Tehran court hears new charge of ‘propaganda against the establishment’ against the British-Iranian aid worker, who was previously given a five-year sentence for spying.
Tehran, Iran – British-Iranian dual national Nazanin Zaghari-Ratcliffe, who was previously held in Iran on spying charges, has appeared in a Tehran court to face a new charge of “propaganda against the establishment”.
The charge, which Iranian authorities had also tried to introduce previously on two separate occasions, is due to her participation in a gathering outside Iran’s embassy in London following the 2009 disputed election results and an interview she gave to BBC Persian.
Her lawyer Hojjat Kermani told Al Jazeera that Zaghari-Ratcliffe’s court session was held on Sunday, where the new charge was introduced.
“The defence also laid out its case, and we hope that she will be exonerated,” he said.
He said the court’s ruling may be released before Nowruz – Iran’s new year’s day – on March 20 or it may be postponed to after the holidays.

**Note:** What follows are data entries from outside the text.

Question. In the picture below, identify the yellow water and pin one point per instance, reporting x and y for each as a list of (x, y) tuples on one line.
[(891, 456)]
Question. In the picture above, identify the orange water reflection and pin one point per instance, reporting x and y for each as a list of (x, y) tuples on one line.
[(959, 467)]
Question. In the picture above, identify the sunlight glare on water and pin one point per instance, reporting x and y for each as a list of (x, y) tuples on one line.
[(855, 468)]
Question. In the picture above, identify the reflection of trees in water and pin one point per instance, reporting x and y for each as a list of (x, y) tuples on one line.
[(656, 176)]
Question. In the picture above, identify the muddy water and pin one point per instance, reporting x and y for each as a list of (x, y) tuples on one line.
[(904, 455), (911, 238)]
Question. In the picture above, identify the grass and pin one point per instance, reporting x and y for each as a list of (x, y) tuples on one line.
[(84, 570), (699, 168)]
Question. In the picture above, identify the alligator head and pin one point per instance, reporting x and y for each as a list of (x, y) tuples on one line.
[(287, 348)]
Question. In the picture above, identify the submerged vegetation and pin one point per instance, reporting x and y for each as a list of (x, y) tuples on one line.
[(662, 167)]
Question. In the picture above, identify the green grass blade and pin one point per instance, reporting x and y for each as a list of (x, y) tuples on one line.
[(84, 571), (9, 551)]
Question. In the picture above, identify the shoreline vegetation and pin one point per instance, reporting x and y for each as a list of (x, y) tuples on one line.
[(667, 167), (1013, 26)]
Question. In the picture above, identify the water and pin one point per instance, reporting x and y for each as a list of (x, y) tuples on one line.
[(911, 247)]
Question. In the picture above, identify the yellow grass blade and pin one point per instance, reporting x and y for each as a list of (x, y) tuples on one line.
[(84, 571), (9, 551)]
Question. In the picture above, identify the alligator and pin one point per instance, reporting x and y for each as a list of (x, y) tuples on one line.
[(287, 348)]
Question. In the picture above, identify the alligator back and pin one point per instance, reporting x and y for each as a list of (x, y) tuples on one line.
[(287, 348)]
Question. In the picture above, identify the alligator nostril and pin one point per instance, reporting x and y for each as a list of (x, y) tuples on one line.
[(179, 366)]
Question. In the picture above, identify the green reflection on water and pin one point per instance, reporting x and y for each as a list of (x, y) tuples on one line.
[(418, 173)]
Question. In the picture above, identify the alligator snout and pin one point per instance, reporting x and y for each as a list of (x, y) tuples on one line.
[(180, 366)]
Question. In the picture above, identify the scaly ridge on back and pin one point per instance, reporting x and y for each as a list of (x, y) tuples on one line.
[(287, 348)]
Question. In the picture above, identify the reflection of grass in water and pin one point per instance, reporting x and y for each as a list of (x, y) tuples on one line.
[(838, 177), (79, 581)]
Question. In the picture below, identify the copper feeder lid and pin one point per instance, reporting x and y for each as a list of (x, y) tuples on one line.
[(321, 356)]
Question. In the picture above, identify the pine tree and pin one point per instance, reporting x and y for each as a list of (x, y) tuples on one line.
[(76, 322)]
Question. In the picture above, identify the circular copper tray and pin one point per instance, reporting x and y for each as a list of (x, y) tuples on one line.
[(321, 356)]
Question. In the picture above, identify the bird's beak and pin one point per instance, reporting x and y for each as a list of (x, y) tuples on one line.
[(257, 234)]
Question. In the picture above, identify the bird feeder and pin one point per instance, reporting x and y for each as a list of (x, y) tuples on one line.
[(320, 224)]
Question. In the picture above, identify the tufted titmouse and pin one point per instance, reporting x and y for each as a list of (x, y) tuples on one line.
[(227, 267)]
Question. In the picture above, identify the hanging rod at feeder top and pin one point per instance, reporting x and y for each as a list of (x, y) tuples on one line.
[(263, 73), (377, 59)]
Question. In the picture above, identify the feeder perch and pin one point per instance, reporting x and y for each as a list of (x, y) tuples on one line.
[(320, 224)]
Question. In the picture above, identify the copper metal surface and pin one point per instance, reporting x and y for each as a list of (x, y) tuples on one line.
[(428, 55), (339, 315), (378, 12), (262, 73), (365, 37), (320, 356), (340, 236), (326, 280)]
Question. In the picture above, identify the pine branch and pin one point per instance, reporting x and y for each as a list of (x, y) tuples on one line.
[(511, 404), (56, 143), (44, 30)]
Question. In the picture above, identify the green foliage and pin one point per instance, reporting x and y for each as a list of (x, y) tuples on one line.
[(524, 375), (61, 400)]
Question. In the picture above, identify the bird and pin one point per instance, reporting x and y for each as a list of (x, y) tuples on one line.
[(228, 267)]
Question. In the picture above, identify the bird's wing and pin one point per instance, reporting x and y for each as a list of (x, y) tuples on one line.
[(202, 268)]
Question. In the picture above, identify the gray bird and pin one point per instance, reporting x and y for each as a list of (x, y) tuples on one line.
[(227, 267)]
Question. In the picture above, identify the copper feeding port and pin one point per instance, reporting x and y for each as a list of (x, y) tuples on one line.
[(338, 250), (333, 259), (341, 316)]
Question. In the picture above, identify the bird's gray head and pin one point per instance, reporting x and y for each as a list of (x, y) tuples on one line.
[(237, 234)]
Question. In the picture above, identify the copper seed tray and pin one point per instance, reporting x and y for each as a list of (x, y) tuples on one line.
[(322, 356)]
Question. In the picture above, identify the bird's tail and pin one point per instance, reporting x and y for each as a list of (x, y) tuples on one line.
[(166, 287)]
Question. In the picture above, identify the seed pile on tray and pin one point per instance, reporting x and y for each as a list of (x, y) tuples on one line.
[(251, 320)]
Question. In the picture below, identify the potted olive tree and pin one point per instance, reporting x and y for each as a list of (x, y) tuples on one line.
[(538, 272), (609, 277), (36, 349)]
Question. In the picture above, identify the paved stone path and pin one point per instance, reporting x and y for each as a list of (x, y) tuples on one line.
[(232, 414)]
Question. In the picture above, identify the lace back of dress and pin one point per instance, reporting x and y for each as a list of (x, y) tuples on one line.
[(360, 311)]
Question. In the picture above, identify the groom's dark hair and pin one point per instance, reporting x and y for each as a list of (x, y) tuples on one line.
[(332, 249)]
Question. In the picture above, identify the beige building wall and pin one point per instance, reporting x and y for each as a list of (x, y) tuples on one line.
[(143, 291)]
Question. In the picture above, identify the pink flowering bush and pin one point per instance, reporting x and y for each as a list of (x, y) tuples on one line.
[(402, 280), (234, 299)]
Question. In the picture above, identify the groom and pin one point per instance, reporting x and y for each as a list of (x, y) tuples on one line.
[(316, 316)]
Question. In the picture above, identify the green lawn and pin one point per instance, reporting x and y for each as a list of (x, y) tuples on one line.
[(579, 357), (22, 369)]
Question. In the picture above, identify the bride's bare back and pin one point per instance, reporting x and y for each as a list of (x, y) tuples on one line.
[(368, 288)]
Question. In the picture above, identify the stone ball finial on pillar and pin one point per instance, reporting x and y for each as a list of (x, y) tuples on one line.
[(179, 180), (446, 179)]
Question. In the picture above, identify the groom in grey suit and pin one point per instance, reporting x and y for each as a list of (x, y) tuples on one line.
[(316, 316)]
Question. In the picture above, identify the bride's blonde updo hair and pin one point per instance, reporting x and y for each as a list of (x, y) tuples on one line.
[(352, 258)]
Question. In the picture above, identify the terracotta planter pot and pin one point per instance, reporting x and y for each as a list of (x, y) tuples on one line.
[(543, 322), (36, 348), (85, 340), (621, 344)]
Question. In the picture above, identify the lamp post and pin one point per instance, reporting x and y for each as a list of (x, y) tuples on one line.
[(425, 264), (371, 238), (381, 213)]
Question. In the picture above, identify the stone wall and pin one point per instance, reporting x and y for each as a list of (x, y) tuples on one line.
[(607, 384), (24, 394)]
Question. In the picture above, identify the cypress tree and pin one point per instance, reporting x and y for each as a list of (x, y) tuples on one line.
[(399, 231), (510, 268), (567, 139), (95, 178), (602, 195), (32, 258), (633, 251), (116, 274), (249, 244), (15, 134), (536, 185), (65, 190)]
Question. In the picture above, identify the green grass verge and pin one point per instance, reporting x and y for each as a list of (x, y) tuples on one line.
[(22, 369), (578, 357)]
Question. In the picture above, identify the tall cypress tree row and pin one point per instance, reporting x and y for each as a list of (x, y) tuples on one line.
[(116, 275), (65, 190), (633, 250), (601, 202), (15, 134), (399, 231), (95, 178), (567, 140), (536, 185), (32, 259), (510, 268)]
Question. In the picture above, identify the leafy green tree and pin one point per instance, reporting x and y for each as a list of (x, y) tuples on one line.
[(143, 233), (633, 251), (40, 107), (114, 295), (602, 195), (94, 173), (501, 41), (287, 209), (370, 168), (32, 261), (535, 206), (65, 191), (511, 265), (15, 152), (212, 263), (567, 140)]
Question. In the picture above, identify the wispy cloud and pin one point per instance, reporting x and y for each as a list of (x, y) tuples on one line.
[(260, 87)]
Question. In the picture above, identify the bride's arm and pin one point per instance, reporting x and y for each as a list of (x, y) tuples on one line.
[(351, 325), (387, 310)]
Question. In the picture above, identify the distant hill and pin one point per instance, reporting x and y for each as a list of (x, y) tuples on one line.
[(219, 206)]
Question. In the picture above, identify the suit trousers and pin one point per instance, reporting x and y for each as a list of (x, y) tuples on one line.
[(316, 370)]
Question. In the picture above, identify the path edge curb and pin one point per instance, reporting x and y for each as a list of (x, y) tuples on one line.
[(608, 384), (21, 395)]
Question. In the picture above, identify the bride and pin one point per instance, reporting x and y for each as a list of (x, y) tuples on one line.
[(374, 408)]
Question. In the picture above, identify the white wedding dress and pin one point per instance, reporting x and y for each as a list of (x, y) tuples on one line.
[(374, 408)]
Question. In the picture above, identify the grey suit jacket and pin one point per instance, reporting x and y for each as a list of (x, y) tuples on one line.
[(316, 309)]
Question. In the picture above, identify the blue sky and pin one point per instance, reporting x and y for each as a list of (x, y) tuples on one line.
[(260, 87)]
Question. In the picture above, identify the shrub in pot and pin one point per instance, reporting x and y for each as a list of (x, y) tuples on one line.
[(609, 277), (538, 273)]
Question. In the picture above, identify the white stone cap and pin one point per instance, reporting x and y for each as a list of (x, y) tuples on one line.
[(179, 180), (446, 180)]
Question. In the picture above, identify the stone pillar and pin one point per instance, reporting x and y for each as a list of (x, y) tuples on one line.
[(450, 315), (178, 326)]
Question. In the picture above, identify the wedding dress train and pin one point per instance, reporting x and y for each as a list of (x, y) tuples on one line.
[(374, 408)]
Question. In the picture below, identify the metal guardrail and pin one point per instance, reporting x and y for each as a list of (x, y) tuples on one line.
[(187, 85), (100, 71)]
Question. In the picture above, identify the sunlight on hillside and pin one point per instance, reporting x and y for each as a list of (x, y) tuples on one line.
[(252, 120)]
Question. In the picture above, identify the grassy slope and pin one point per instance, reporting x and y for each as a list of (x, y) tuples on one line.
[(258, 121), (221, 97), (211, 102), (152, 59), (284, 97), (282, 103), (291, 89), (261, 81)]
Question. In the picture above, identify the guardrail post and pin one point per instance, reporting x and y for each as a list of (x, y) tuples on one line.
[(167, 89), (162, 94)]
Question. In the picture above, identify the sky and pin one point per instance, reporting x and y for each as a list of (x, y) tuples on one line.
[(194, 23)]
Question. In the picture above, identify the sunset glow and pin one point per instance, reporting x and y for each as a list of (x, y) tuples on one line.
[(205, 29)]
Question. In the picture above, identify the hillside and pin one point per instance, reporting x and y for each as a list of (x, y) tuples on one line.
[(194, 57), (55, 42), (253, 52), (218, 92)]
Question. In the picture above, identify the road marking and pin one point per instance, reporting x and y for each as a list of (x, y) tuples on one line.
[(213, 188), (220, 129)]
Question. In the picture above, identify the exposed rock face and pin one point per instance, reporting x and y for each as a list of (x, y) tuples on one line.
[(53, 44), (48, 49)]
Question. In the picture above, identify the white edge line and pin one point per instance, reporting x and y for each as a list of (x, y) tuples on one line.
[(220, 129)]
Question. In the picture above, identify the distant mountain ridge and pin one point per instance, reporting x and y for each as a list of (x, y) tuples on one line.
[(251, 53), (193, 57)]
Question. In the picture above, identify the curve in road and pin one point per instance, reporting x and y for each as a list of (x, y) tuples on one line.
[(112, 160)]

Under Article 500 of Iran’s Islamic penal code, “any person who engages in any type of propaganda against the Islamic Republic of Iran or in support of opposition groups and associations” can be sentenced from three months to one year of imprisonment.
Zaghari-Ratcliffe, who worked for the Thomson Reuters Foundation at the time of her arrest in 2016, had her ankle tag removed last week after her five-year sentence came to an end.
Her family and the foundation, a charity operating independently of media firm Thomson Reuters and its subsidiary Reuters news agency, deny the spying charge.
She had been under house arrest for the past year after being removed from Tehran’s Evin prison due to the coronavirus pandemic.
Zaghari-Ratcliffe’s case has led to deteriorating relations between Iran and the United Kingdom, which has repeatedly called for her unconditional release and return.
Rights groups and Western officials say her case is one of several instances of arbitrary arrest of foreigners by Iranian authorities who aim to use them for political leverage.
Iran, which does not formally recognise dual nationality status, denies engaging in this practice, saying its arrest of Iranian nationals is a domestic issue decided by an independent judiciary.
Zaghari-Ratcliffe’s husband, Richard Ratcliffe, has said her case is tied to the fate of a decades-long debt the British government owes Iran, something Iranian authorities reject.
The UK has admitted that it owes Iran 400 million British pounds – now worth more than $550 million – for an order of Chieftain tanks before Iran’s 1979 revolution that was never fully delivered.